Second: Indian-specific data at scale.

This is the layer where India has the deepest natural advantage and has done the least to systematically capture it. India's healthcare system processes hundreds of millions of patient encounters annually in languages and clinical contexts that Western AI datasets barely represent. Its agricultural sector involves more smallholder farmers than exist in the entire United States. Its legal system produces judgments in twenty-two official languages. Its education system teaches a population where the majority still learns in their mother tongue.

AI systems trained primarily on Western data produce outputs optimised for Western contexts, Western medical practices, Western legal frameworks. For AI to deliver its transformational promise in Indian agriculture, Indian healthcare, Indian education, and Indian public services, the underlying data has to be Indian. Building, curating, and making available high-quality datasets in these domains is one of the highest-return investments India could make in its AI future.

Third: Aggressive, deliberate deployment.

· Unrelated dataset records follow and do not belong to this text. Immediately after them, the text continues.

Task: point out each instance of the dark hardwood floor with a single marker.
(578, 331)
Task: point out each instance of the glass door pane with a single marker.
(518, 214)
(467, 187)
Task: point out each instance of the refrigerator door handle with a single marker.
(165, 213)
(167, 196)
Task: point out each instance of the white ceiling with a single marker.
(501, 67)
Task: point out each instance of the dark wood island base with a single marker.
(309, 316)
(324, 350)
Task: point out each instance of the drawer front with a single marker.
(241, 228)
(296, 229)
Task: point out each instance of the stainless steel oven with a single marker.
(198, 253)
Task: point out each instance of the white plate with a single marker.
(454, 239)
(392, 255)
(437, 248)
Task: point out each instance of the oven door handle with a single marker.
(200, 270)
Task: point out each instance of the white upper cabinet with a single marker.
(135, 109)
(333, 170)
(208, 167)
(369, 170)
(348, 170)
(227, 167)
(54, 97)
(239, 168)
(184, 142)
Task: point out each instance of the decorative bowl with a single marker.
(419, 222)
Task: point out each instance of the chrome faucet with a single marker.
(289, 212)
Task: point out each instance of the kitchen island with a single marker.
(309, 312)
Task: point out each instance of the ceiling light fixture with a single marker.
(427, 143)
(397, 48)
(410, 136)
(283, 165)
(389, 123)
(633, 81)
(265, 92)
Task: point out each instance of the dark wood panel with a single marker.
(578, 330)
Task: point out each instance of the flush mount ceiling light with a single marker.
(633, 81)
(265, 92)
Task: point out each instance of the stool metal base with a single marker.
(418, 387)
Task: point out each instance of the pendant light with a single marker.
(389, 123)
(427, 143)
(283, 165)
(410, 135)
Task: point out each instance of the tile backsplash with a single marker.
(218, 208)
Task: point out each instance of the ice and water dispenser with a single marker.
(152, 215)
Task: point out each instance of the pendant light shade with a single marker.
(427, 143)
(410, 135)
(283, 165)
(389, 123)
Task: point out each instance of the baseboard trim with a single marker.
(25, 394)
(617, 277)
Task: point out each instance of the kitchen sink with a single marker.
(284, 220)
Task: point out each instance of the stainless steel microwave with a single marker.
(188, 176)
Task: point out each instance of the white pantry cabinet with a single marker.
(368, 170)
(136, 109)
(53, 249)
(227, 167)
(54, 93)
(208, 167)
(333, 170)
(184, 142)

This is where India's genuine competitive advantage lives. The country already knows how to take a complex digital system — payments, identity, healthcare delivery — and push it to population scale faster than almost any country has ever managed. Applying that same deployment muscle to AI-powered services in agriculture, health, education, and financial inclusion would create economic value at a scale that no individual model breakthrough could match.

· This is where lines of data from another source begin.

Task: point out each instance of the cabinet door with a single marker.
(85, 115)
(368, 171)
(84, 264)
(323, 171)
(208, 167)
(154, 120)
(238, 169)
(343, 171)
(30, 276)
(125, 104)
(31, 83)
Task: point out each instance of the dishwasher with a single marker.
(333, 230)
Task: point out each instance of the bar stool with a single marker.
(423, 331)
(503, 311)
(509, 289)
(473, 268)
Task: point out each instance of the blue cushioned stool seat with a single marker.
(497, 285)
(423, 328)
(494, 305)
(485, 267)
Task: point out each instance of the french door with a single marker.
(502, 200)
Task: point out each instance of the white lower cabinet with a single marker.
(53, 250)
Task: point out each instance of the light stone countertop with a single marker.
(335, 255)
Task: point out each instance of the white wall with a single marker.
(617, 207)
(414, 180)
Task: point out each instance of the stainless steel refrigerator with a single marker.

The government's AI in education programme, the deployment of AI-assisted medical diagnosis tools in tier-3 health centres, the integration of AI into the agricultural advisory services that reach India's 100 million smallholder farmers — these are not secondary priorities. They are where the AI race is actually won for a country at India's stage of development.

THE TAIWAN LESSON, RESTATED

Taiwan did not win by doing what the United States was doing. It won by identifying the one layer of the technology stack where patient investment, accumulated expertise, and manufacturing precision could create an advantage so deep that the rest of the world had no choice but to depend on it.

India will not win the AI race by doing what OpenAI or DeepSeek are doing. The research culture, the compute capital, and the talent pipelines required to compete at the frontier model layer took Silicon Valley decades to assemble. Attempting to replicate that in five years is not a strategy — it is an aspiration dressed as a plan.

The realistic Indian AI strategy is built on three things it can actually achieve in the relevant timeframe: sovereign compute infrastructure that reduces foreign dependence, Indian-specific datasets that make AI systems actually useful for Indian users, and deployment capabilities that put AI-powered services into the hands of the billion-plus people who stand to benefit most from them.

India may not build the next GPT. But it can build the country where AI's economic and social impact is deepest and most broadly distributed. In a race for economic value rather than scientific credit, that may be the more important prize.

The question is not whether India can build the next GPT. The question is whether India can build the layer the rest of the world eventually cannot function without.

That is the Taiwan lesson. The island showed that the most powerful position in any technology revolution is not always the most visible one.

India is still deciding where to stand.